La rocambolesca iscrizione del nuovo Taranto in Serie D ricorda la scena finale del celebre film “The Blues Brothers”. Lì i due fratelli musicisti con occhiali e cappelli neri si rendevano protagonisti di una folle corsa verso l’ufficio delle tasse di Chicago per versare in extremis il denaro necessario per salvare l’orfanotrofio in cui erano cresciuti. La strana coppia Andriani-Sostegno – novelli Aykroyd-Belushi – si è invece mossa da Taranto nel giorno più caldo dell’anno e ha raggiunto la Federcalcio ad appena un’ora dalla scadenza finale, consegnando i soldi e gli incartamenti che hanno scongiurato la morte del calcio tarantino.

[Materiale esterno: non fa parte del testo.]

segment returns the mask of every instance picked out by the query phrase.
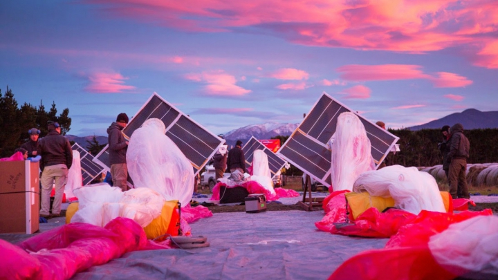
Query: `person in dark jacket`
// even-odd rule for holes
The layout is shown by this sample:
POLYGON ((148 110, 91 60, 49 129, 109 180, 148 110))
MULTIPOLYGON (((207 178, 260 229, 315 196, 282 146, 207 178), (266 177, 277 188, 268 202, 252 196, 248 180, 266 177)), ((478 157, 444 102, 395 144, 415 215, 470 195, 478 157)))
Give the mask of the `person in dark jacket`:
POLYGON ((52 205, 51 216, 60 216, 61 203, 68 171, 73 164, 73 151, 69 140, 61 134, 59 123, 48 121, 48 134, 38 141, 37 154, 42 156, 42 209, 40 216, 50 218, 50 197, 52 185, 55 185, 55 195, 52 205))
POLYGON ((228 152, 227 165, 230 172, 239 170, 242 173, 247 173, 246 169, 246 157, 242 151, 242 141, 237 140, 235 147, 228 152))
POLYGON ((21 147, 28 151, 28 158, 35 158, 37 156, 37 149, 38 148, 38 138, 40 131, 38 129, 33 128, 28 131, 30 135, 30 140, 23 144, 21 147))
MULTIPOLYGON (((223 134, 218 136, 221 139, 225 139, 225 136, 223 134)), ((214 171, 216 172, 215 179, 216 181, 221 178, 223 178, 223 173, 226 170, 227 167, 227 158, 228 153, 220 153, 219 151, 216 151, 213 156, 213 167, 214 167, 214 171)))
POLYGON ((126 152, 128 150, 128 141, 124 139, 122 131, 128 124, 128 115, 124 113, 118 115, 116 121, 111 124, 107 129, 109 134, 109 164, 111 165, 111 177, 113 185, 119 187, 121 190, 128 190, 128 167, 126 164, 126 152))
POLYGON ((456 124, 452 127, 450 132, 452 133, 450 152, 448 155, 450 162, 450 194, 453 198, 470 198, 465 170, 470 143, 463 135, 463 126, 461 124, 456 124))
POLYGON ((450 160, 448 160, 448 153, 450 153, 450 145, 451 144, 451 133, 450 132, 450 126, 445 125, 441 127, 441 133, 443 134, 443 142, 438 143, 438 148, 443 154, 443 170, 446 174, 446 178, 448 178, 448 169, 450 169, 450 160))

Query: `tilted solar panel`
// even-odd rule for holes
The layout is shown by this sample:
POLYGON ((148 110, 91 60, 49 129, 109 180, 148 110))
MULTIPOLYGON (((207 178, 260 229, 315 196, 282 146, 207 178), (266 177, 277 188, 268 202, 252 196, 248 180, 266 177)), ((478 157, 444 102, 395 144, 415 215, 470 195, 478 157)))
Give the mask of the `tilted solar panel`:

Ad accomunare le recenti vicende del pallone nostrano al capolavoro di John Landis sono almeno due aspetti: il nonsense e la passione. Partiamo dal nonsense. O dall’assurdo. O dal tragicomico. Tragicomici (più tragici che comici) sono stati gli ultimi due mesi e mezzo di storia rossoblu, in cui dal sogno più che possibile di una Serie B meritata sul campo, si è passati, attraverso progressivi ridimensionamenti (e grotteschi intermezzi, come quello della finta promozione a tavolino) a una Serie D acciuffata all’ultimo momento e salutata (giustamente, a quel punto) come un miracolo.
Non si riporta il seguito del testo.